Ülkemizde, her geçen gün taşınmaz değerlemesinin önemi

artmaktadır. Bu değerlemenin doğru, güvenilir ve bağımsız bir şeklide yapılması büyük önem teşkil etmektedir. Gayrimenkul piyasasında var olan

kayıt dışılığın kayıt içine alınabilmesi için uluslararası değerleme standartlarına uygun hareket edilmesini sağlayabilecek uzmanlık mesleğinin kurulmasını ve geliştirilmesini zorunlu kılmaktadır. Bu mesleğin kurulması için Ülkemizdeki kurum ve kuruluşların ortak değerlerde buluştuğu bir uzlaşma ortamı olması gerekmektedir. Meslek elemanlarının yetiştirilmesi ile bunların hazırlayacakları raporlar gayrimenkullerin piyasa koşullarında kazandıkları değerleri doğru yansıtan standartlara uygun olacaktır.

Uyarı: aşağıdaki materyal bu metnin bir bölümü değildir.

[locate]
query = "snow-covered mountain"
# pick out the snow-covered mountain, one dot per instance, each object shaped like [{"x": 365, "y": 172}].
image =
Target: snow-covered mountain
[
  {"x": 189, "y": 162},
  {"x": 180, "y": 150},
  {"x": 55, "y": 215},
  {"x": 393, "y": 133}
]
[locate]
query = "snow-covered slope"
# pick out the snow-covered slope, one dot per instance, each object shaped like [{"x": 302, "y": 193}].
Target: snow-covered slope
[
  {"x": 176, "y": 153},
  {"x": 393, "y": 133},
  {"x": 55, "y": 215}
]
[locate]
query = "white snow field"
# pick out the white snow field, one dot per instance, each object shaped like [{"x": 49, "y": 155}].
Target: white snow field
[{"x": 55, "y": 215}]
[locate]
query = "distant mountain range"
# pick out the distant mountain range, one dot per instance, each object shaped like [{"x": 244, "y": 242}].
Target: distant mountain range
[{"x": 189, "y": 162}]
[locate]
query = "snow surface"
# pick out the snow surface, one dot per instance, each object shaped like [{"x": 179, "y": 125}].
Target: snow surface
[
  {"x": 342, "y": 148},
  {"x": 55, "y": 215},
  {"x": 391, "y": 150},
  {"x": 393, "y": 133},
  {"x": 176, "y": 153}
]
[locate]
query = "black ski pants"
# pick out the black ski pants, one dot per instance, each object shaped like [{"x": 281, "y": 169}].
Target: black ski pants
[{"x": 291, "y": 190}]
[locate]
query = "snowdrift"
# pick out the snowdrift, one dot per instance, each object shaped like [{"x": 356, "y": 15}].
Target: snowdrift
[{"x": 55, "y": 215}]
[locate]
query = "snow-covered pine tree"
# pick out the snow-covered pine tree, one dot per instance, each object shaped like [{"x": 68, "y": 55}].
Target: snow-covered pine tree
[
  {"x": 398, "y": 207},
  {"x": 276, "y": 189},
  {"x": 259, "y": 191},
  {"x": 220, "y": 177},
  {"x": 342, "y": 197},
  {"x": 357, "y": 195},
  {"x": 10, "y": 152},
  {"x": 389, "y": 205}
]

Ülkemizde çiftçilerden, tarım ürünlerinin üretim maliyetleri ve gelirleri ile ilgili kayıtlı bilgi edinmek mümkün değildir. Bu durum tarım arazilerine gelir yöntemine göre değer takdiri işlemini büyük ölçüde zorlaştırmaktadır. İlgili kamu kurum ve kuruluşlarından da tarım arazilerine kamulaştırma amacıyla gelir yöntemine göre değer takdirinde doğrudan kullanılabilecek yeterli ve güvenilebilir verilere ulaşılamamaktadır. Ancak ülkemizde gayrimenkul yatırım ortaklarının bahse konu işlemlerinin değerlemesinin yapılması dışında ekonomik faaliyetlere konu gayrimenkullerin değerlemesinin nasıl ve kimler tarafından yapılarak belirlenen değerlerin hangi şekilde kayıt altına alınacağına dair bir düzenleme yoktur. Vakit geçirilmeden hukuki düzenleme yapılması ülkemiz adına son derece faydalı olacaktır. Böylelikle yanlış değerlemeden kaynaklanan vergi ve gelir kayıpları en aza indirilebilecektir.